We are deeply grateful to Western Alliance Bancorporation, Leslie and Tom Thomas, Aristocrat, and Credit One for their support of Green Our Planet’s financial literacy vision. Their belief in the importance of giving young people real-world financial knowledge has helped make it possible to build the curriculum, launch it across Nevada, and now begin this exciting new chapter with AI-powered teaching assistants.

Innovation like this does not happen alone. It takes partnership. It takes trust. It takes people and institutions willing to invest in the future of children. We are profoundly thankful to all of them.

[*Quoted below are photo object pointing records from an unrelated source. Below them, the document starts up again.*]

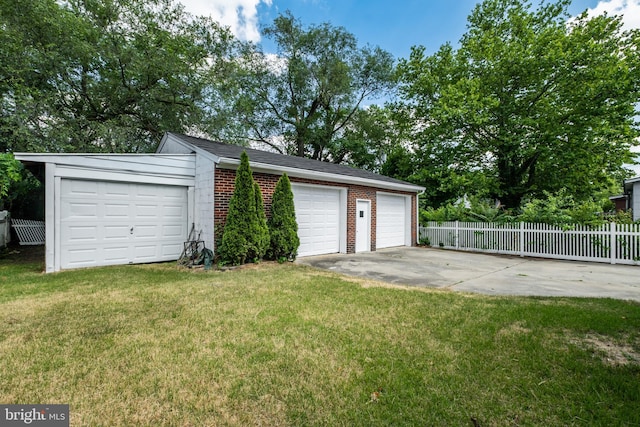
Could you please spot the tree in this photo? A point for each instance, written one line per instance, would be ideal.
(9, 173)
(238, 242)
(534, 102)
(94, 76)
(283, 227)
(260, 234)
(301, 102)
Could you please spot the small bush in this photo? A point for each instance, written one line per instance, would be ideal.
(283, 228)
(237, 244)
(260, 234)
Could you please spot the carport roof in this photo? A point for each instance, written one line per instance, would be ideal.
(228, 153)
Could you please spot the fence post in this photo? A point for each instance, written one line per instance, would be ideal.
(612, 242)
(521, 234)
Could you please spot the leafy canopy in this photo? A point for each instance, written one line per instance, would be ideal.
(92, 76)
(530, 100)
(302, 101)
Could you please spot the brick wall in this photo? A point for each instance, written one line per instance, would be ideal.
(225, 180)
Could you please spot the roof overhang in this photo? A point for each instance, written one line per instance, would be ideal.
(232, 163)
(227, 163)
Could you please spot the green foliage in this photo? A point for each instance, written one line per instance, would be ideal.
(9, 173)
(283, 227)
(469, 209)
(528, 101)
(238, 242)
(260, 233)
(561, 209)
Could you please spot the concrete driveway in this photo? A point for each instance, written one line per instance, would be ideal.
(487, 274)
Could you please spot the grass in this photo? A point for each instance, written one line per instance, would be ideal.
(289, 345)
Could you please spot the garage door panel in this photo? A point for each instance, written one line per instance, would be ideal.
(116, 210)
(318, 217)
(73, 209)
(120, 223)
(390, 221)
(82, 234)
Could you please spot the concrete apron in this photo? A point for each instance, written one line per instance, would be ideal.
(486, 274)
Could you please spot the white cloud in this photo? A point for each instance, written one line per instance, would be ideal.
(629, 9)
(241, 16)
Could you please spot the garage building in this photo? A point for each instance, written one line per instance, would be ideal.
(106, 209)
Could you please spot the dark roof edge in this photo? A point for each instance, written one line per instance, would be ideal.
(229, 155)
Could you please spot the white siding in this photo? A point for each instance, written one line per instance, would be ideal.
(393, 221)
(205, 170)
(319, 213)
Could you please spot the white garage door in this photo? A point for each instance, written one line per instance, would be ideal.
(318, 216)
(106, 223)
(391, 221)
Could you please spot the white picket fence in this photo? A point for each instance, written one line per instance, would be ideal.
(611, 243)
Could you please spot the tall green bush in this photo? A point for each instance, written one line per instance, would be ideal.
(260, 233)
(237, 243)
(283, 227)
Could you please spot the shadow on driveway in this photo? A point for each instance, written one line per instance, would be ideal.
(486, 274)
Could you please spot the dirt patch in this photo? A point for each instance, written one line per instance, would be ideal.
(611, 353)
(515, 329)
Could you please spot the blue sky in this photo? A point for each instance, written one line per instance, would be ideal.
(393, 25)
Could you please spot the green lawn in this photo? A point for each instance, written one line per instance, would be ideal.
(289, 345)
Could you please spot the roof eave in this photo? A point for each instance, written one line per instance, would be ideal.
(320, 176)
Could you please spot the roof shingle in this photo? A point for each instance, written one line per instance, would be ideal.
(234, 151)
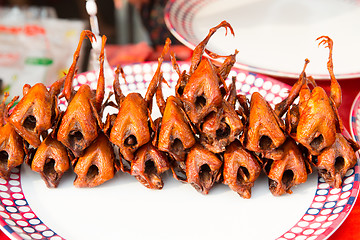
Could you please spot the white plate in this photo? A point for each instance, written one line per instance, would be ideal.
(122, 208)
(274, 36)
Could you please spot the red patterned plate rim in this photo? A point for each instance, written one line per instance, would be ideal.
(327, 211)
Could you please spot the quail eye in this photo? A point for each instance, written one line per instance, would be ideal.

More Than a Clever Headline

“Aliens have landed in Nevada classrooms” may sound playful — and it is. There is delight in that phrase. Surprise. Curiosity. A sense that something new is happening. But beneath the headline is something serious and hopeful. Children need financial literacy. Teachers need tools that truly engage students. Schools need innovation that supports learning instead of distracting from it. And communities need young people who are equipped to make wise decisions for themselves and for the world around them. That is what this work is really about. Quasar and Nova may be fictional visitors from another world. But the challenge they are helping address is very real. So is the opportunity. If we can teach children from a young age to think carefully about money, resources, choices, and consequences, we are doing more than teaching a lesson. We are helping shape a generation that is more thoughtful, more prepared, and more empowered.

The Future Has Arrived

In Nevada classrooms, the future of learning is not arriving with cold machinery or distant complexity. It is arriving with story. With animation. With curiosity. With laughter. With questions. With characters children want to meet again. And maybe that is exactly how it should arrive. Because the future that will serve our children best is not one that abandons imagination. It is one that partners with it.

So yes, aliens have landed in Nevada classrooms. And they have come bearing one of the most important gifts we can offer young people: the knowledge that they can understand the world around them, make wise choices within it, and help build a better one.